There are a few problems with this approach. For starters, any systems change on a large scale can take between six and twelve months. While everyone is waiting for the single system, information still needs to be shared and exchanged, which usually results in a large stack of reports being exported to Excel and e-mailed back and forth. During this period, information can get lost or incorrectly captured, and very often different people end up with different versions of the facts. The upshot is that not everybody has the same view of what is going on. This is not a recipe for good decision making.

Secondly, while most popular ERP systems are substantially similar in broad outline, there are however important differences in the details. As a result certain systems are better suited to specific types of business than others. What is perfect for the acquiring company may not be a good fit for the new acquisition.

Then there is the third problem: The impact of changing systems on the incumbent staff i.e. people issues. Morale is always fragile in the wake of a merger or acquisition and there is inevitably a lot of apprehension and suspicion. Changing systems removes a pillar or foundation stone that incumbent staff cling to like ship wreck victims to a life raft. This is the one area where they feel they can add value to the new owners and its removal frequently accelerates the loss of staff.
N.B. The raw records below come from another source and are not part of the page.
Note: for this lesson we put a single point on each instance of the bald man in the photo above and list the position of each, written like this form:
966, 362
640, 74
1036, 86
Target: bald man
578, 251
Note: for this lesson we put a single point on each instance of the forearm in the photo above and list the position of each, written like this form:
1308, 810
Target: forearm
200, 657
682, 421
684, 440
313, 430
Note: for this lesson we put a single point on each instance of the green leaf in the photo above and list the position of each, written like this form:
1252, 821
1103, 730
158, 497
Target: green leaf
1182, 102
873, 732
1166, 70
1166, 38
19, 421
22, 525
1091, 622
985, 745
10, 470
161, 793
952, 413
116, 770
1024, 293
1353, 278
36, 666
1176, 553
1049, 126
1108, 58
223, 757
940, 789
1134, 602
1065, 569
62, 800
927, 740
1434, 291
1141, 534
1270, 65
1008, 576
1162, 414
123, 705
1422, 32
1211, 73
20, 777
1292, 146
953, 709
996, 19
There is a risk of losing the most valuable staff in the acquired company during the period of uncertainty, as the first ones to leave will typically be those who can most quickly get good jobs elsewhere. Those who can’t, will wait for retrenchment packages.

There is an alternative. Keeping a familiar system running will not only promote a far greater sense of security, it has a better chance of maintaining productivity. And there is no need to sacrifice the easy exchange of information: Plenty of tools on the market will read the underlying data from both ERP systems and merge it quickly, seamlessly and accurately into a single unified view. It’s quite possible to get this single view within days or weeks, without going through the pain and expense of a massive system migration.

This way you can keep both businesses running in parallel, and take the time to see clearly where a systems change might actually be useful.

The most common reason to buy a business as a going concern is that it’s a good business: And usually good businesses are built on some combination of their processes and their people. Mess with either, and you may kill the very thing that made the acquisition attractive in the first place.